A Lions series victory would be a significant milestone. Du Toit describes the event that comes around every 12 years for South Africans as the equal of a World Cup final. The pandemic has stripped much of the tour’s magic and Du Toit laments the absence of fans as well as the economic pitfalls for a country in need of a boost, but says he “can’t wait to touch that famous red jersey”.

“It’s massive, it’s a once in a lifetime opportunity, most players never get to experience it,” he explains, quickening his pace as the eighth person to be named Pieter Stephanus du Toit starts up again. “If we can win it, after the year and half we’ve had, that would be incredible.”

When we catch up again a month later as the series looms Du Toit is cooped up in a hotel room, bored for the first time in his life and occasionally comfort eating to pass the time. The Springboks squad for the first Test has just been announced. For anyone affiliated to South African rugby in any capacity, the match can’t come soon enough.

A spate of violent protests have rocked the country and caused untold damage to an economy further crippled by a third wave of Covid. The Springboks, rightly or wrongly heralded as beacons of hope in dark times, have not escaped the virus even inside tight bio-bubbles. A number of players – including the captain, Siya Kolisi – as well as the head coach, Jacques Nienaber, tested positive and were forced to self-isolate. “It’s been tough, I’m not going to lie,” Du Toit says, still sounding as upbeat as he did when he was caring for his son. “It’s felt like prison at times.”

To help her husband maintain his sanity, Willemien sent home-made rusks (traditional Afrikaans biscuits) and two books that underwent their own period of isolation and sanitisation process. The first, ‘Zero to One’ by Peter Thiel offers a guide to building a startup company. “This bubble experience has made me think about life after rugby,” Du Toit says. The second, ‘Calm the F**k Down’ by Sarah Knight helps the reader control what they can and accept what they can’t.

“It’s perfect,” Du Toit chuckles. “With everything that’s going on, the virus, the political stuff, the violence, it can feel like the end of the world is approaching. But there are more good people than bad people.”
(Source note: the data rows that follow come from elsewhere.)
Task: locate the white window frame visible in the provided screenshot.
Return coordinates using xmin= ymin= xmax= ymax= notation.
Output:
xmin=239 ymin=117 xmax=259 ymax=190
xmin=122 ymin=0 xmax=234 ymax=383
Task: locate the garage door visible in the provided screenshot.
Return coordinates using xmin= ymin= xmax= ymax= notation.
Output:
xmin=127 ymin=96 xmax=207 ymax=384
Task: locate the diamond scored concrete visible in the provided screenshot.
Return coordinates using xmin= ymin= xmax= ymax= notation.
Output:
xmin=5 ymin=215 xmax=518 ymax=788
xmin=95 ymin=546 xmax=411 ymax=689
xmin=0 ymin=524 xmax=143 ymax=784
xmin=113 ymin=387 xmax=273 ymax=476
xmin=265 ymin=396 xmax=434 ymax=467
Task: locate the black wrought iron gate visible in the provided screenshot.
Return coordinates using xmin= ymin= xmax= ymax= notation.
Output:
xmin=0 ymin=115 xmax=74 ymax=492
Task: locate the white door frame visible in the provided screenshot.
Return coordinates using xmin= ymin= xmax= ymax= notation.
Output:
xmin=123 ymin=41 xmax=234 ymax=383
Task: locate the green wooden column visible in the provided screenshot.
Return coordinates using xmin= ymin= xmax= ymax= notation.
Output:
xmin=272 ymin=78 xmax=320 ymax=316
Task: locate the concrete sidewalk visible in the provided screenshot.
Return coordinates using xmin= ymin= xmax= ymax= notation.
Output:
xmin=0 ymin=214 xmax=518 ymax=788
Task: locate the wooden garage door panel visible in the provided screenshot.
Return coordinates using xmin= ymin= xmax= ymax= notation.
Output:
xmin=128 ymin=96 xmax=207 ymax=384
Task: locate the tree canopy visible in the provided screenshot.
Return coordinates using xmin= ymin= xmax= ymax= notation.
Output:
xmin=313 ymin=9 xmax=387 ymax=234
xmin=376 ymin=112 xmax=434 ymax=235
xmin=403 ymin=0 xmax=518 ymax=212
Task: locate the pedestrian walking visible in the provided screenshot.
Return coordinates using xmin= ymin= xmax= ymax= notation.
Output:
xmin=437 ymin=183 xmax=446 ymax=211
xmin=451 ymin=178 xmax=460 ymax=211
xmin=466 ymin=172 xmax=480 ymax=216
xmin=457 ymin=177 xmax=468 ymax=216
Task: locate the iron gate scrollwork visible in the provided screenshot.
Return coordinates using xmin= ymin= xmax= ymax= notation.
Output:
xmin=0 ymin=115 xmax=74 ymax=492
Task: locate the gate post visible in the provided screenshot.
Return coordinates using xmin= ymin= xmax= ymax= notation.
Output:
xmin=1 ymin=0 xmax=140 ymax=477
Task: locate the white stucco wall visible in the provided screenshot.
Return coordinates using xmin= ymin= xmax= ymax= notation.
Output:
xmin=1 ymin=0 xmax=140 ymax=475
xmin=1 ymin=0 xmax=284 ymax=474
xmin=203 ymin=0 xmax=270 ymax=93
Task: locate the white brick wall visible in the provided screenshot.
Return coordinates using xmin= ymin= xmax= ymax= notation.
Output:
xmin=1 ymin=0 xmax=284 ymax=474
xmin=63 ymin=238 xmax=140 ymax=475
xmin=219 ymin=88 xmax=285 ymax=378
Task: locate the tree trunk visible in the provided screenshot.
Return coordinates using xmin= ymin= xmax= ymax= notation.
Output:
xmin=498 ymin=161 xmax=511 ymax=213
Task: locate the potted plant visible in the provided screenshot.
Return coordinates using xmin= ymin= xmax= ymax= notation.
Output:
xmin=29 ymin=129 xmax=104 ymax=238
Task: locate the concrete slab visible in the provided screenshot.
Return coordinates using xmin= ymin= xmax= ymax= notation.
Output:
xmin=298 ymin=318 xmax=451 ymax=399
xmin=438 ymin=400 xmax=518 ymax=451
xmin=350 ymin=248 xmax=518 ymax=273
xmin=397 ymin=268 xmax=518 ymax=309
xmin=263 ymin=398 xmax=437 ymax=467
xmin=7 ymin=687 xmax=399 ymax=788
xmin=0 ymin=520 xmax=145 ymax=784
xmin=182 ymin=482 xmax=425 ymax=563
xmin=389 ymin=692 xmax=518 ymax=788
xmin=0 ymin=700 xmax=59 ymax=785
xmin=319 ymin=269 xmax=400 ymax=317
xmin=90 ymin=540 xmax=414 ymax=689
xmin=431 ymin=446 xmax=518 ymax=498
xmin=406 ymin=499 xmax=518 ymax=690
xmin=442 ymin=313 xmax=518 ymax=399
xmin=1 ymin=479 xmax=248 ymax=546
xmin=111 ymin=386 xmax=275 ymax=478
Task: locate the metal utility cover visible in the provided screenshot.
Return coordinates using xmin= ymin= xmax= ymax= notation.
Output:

When asked if the recent turmoil has served as motivation for the side, Du Toit takes a second to reply. “Our motto is to win,” he says. “Everything else comes after. If we play for that stuff we can get distracted and not focus on what we’re supposed to be doing. You can’t change the world with a Springbok win, but you can make a small difference in someone’s life. We have the power to bring people happiness. That’s real, even if it’s not going to solve all the problems we have.”